- Born: 1942 Doğanşehir, Malatya Province, Turkey
- Died: July 28, 1996 (aged 53–54) Istanbul, Turkey
- Cause of death: Gunned down
- Occupations: Casino owner, drug trafficker, money launderer
- Children: Serdar Murat Topal
- Allegiance: Susurluk scandal
- Convictions: 1962, 1969 and 1971 in Turkey for organized crime; 1978–1981 in Belgium for drug trafficking; 1981–1986 in the United States for drug trafficking;

= Ömer Lütfü Topal =

Turkish drug trafficker (1942–1996)

Ömer Lütfü Topal, sometimes spelled Lütfi (1942 – July 28, 1996), was a Turkish businessman, who was deeply involved in the Susurluk scandal. He had convictions for drug smuggling, and was dubbed the "casino king" for the gambling ventures that made his later fortune, which amounted to around $1 billion at the time of his assassination.

==Background==
He was born in Doğanşehir, Malatya Province to Mahmut Topal.

==Life==
He has a criminal record at the İstanbul Police for the years 1962, 1969 and 1971 for threatening people and forcing them to sign debt bills, stabbing, injury, beating and murder.

===Drug smuggling===
According to Belgian newspapers, he was arrested on June 20, 1978, in Antwerp province of Belgium while carrying 6 kilos of heroin. A fake passport was found on him on the name of Sadık Sami Onar, issued by the Gaziantep Police. Besides, he was accused of drug transfer to the United States over Belgium. He was imprisoned in Belgium between June 14, 1978, and July 23, 1981. Then, he was extradited to the US in order to serve a sentence passed on him for heroin trafficking. He was prosecuted in New York and sentenced to five years in prison.

His name was mentioned in testimonies of persons, who had been apprehended between January 13 and February 20, 1981, in the Netherlands with vast amounts of heroin.

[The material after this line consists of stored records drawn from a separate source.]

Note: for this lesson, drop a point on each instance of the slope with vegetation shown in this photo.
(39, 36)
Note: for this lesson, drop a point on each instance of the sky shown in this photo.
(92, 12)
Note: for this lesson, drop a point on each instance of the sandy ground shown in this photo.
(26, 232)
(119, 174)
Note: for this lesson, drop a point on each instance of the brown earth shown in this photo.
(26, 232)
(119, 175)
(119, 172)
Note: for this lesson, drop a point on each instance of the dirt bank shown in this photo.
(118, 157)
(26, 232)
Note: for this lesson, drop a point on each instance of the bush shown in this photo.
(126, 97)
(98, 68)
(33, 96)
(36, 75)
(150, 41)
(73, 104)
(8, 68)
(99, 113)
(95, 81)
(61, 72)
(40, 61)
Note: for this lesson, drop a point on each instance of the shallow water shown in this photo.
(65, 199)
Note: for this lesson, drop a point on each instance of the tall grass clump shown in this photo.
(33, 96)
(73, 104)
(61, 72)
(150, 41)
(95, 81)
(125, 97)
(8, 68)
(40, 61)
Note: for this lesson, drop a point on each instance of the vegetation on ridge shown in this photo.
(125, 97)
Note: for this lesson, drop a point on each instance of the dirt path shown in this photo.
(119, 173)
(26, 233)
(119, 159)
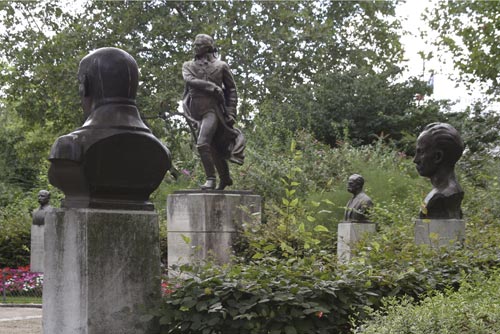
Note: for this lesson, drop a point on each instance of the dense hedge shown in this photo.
(311, 294)
(286, 278)
(475, 308)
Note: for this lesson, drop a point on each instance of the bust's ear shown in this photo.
(83, 87)
(438, 156)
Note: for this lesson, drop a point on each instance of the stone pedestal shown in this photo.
(205, 223)
(349, 234)
(439, 232)
(101, 268)
(37, 248)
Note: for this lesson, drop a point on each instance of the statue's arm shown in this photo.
(230, 94)
(193, 82)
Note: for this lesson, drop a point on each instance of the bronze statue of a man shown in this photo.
(439, 147)
(360, 203)
(39, 214)
(113, 161)
(210, 98)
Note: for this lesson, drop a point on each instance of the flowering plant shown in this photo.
(20, 280)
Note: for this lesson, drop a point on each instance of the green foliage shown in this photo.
(469, 31)
(281, 285)
(311, 294)
(15, 224)
(475, 308)
(368, 105)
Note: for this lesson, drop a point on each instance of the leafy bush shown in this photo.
(309, 294)
(475, 308)
(287, 279)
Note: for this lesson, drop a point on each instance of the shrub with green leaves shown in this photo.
(475, 308)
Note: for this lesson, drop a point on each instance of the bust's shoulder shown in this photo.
(67, 147)
(363, 198)
(188, 63)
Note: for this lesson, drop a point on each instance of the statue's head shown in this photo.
(107, 75)
(203, 44)
(355, 184)
(439, 145)
(43, 197)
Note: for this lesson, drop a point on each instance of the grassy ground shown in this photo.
(20, 300)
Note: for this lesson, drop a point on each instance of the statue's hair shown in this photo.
(445, 137)
(358, 179)
(44, 191)
(210, 41)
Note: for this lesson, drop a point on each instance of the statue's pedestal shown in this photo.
(439, 232)
(348, 235)
(101, 268)
(205, 224)
(37, 249)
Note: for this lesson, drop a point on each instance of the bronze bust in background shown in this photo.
(439, 147)
(360, 203)
(211, 100)
(39, 214)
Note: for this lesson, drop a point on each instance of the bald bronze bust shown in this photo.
(360, 203)
(113, 161)
(439, 147)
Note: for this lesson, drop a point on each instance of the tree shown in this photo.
(470, 31)
(273, 49)
(360, 106)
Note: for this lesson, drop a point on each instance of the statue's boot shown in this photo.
(223, 170)
(208, 165)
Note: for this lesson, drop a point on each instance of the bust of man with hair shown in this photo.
(360, 203)
(439, 147)
(113, 161)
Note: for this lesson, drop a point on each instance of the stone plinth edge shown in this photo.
(204, 224)
(102, 268)
(439, 232)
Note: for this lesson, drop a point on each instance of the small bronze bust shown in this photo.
(360, 203)
(113, 161)
(39, 214)
(210, 99)
(439, 147)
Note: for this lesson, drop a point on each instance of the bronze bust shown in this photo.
(113, 161)
(439, 147)
(360, 203)
(210, 98)
(39, 214)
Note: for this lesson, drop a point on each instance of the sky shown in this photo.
(444, 87)
(411, 14)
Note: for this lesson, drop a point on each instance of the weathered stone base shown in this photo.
(349, 234)
(439, 232)
(205, 224)
(101, 268)
(37, 249)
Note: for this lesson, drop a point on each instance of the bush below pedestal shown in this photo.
(348, 235)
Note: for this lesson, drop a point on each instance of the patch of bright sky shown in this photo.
(410, 13)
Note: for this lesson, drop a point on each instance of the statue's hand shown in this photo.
(219, 93)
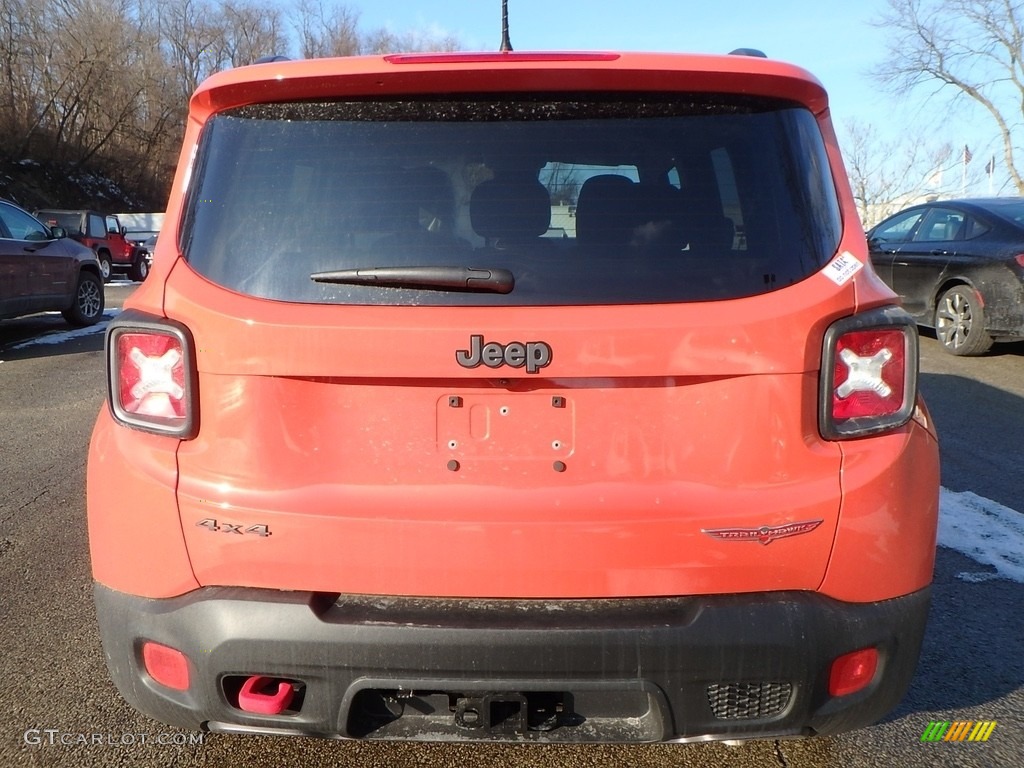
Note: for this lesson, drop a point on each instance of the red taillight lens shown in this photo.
(868, 374)
(167, 666)
(853, 672)
(152, 375)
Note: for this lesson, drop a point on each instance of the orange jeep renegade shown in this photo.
(513, 396)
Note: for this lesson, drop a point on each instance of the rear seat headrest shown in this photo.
(605, 210)
(510, 208)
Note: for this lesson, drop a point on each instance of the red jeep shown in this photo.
(513, 396)
(103, 233)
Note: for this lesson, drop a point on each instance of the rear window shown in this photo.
(569, 200)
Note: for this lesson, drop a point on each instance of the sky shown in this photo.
(834, 40)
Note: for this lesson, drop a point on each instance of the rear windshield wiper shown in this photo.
(429, 278)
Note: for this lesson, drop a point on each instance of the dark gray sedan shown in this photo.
(958, 267)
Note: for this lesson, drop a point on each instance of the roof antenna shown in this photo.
(506, 44)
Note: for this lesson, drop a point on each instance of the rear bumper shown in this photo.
(637, 670)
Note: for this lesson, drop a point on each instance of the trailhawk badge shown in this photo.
(529, 354)
(766, 534)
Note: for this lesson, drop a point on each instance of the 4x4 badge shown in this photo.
(766, 534)
(531, 354)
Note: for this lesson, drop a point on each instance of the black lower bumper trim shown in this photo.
(641, 670)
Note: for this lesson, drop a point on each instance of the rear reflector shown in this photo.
(167, 666)
(152, 375)
(868, 374)
(853, 672)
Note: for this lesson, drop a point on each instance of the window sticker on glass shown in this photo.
(843, 267)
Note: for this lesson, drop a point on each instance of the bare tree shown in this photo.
(887, 175)
(250, 31)
(970, 48)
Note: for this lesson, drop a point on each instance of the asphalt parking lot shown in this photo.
(59, 709)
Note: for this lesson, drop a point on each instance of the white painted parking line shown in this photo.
(985, 531)
(60, 338)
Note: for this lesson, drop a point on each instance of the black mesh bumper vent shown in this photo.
(748, 700)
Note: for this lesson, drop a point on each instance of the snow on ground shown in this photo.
(985, 531)
(62, 336)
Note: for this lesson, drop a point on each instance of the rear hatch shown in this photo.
(508, 345)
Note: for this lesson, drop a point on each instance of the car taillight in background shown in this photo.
(152, 375)
(868, 374)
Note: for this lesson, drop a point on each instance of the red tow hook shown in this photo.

Topal was captured by officers of the Istanbul Narcotics Branch on May 5, 1989, in connection with the aforementioned incident, but released by the İstanbul SSC Prosecution Office.

=== Casino empire ===
At the time of his death Topal owned casinos scattered throughout the country, (Note: Adana Seyhan, Istanbul Polat Rönesance and Akgün Hotel, Antalya Ofo, Hotel Saray, Hotel Grand Kaptan, Mersin Hilton, Muğla Aries Hotel, and Aydın Onur Hotel)oversaw an illicit enterprise that involved 450 people, and had 200 famous customers. According to his tax statement, he registered a loss of 6 billion Turkish Lira in 1993 ($546,493), however an investigation revealed that he had actually made a profit of 473 billion lira ($39m). An extensive 1999 study by the Ministry of Finance contained the following facts on Topal:
- He shot from rags to riches in just five years; in 1991 he owned but a cafeteria.
- He had withdrawn 4.1 trillion Lira from gamblers' credit cards.
- In sum, 14.5 trillion TL, US$98 million, and 23 million DM were deposited into his 137 bank accounts.
- A significant number of his 452 properties were acquired as payment for gambling debts.
- A significant source of gambling revenue was poker, raising ~$750m between 1994 and 1996.

Topal was also accorded lengthy coverage in the Inspection Board report. Its author, Kutlu Savaş, wrote that Topal would have become a drug lord that posed a threat to the government if unstopped.
In 1995, he made certain attempts to take over the management of some hotels and casinos in Ashgabat in Turkmenistan.

According to some information, he had dealt with drugs at the Emperyal Casino he owned in Istanbul, and that he had bribed certain members of the security organization in foreign currency.

== Death ==
Topal was gunned down on July 28, 1996, with a Kalashnikov rifle. Some say this was the beginning of the Susurluk scandal. Abdullah Çatlı's fingerprint was allegedly found on the drum of one of the machine guns used. Ayhan Çarkın and two other policemen were acquitted for lack of evidence; in 2008 the trial judge claimed this was due to a sabotage of the investigation.

He left behind 100 trillion lira (on the order of a billion USD). Twenty two of his companies were passed onto his son Murat Topal, daughter Elif Topal, and first wife Safiye Belli. His second wife, Birsu Hilal Altıntaş, inherited a few cars, companies, and properties too. After his death, his casinos were run by Ömer Gultekin.